Should there be more than 1 fixture being switched, attach the next cable going between fixture 1 & 2 pigtailed to the black/white wires at fixture 1. Should the circuit need to be continued on - unswitched from the fixture then connect the onward cable to circuit power supply black/white/ bare.
The onward unswitched power cable from the switch can supply power to outlet plugs, or another separately switched switch/fixture portion of the circuit, in this case the onward cable becomes the circuit power supply cable for the next switch and fixture portion of the circuit, and refer if needed to other diagrams /instructions on this site depending on what the kind of switch/ fixture arrangement the onward cable is feeding (2-way/3-way/4-way/power at switch/power at fixture, etc.).
In reference to existing installations where you desire to expand the circuit onward from the switch, rather or not you can do this will depend on rather or not a neutral (usually white wire) and a hot circuit wire is available at the switch location. A switch would certainly have a hot wire at that location but not always have available a neutral wire. Don't assume that the presence of a white wire at the switch location that you have a neutral wire available.

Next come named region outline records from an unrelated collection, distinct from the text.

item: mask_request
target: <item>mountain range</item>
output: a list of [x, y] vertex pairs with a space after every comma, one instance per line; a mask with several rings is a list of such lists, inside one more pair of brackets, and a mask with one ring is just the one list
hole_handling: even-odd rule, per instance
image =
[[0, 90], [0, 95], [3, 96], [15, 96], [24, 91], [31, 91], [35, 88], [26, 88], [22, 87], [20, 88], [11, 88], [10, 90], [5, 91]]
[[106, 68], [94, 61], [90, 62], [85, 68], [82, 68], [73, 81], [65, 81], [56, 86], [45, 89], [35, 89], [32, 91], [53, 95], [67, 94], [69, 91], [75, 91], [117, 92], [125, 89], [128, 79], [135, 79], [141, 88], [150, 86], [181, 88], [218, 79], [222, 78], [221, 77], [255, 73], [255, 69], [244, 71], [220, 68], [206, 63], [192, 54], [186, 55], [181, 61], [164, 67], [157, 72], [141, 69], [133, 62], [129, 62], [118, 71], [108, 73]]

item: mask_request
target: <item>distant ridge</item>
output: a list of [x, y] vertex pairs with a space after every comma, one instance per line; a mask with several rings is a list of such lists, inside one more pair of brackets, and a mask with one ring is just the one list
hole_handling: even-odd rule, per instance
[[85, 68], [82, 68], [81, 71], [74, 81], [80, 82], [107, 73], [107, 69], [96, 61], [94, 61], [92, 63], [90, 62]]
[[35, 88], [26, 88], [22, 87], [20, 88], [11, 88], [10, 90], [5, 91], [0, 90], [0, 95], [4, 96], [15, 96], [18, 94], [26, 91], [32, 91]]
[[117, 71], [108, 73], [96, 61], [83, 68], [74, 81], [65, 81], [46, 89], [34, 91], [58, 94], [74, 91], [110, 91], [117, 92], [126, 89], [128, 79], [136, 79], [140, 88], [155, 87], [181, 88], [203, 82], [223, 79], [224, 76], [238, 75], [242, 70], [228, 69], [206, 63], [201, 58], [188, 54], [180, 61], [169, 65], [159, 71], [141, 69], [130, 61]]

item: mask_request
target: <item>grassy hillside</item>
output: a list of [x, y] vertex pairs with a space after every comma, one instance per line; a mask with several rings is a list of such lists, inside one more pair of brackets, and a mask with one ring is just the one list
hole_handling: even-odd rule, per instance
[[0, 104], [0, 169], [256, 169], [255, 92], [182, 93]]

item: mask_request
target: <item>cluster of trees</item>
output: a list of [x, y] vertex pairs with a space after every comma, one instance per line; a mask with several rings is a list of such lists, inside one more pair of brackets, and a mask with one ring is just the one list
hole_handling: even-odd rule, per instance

If the only white wire is connected to the switch itself then it would most likely be a white wire serving as a hot wire and not actually a neutral except in some cases where specialized switches are being used where a neutral is needed to make the switch illumination work. According to code , white wires serving as a hot wire must be re-identified by wrapping a piece of black electrical tape around both ends of the wire, however in your case the absence of such re-identification may not necessarily mean that it is not serving as a hot (and it just was not re-identified with black tape). One of the things that can help you is that if there is only one electrical cable entering the switch box and both white and black wires are attached to the switch, then THERE IS NO NEUTRAL AVAILABLE AT THIS LOCATION, and the circuit power supply is at the fixture.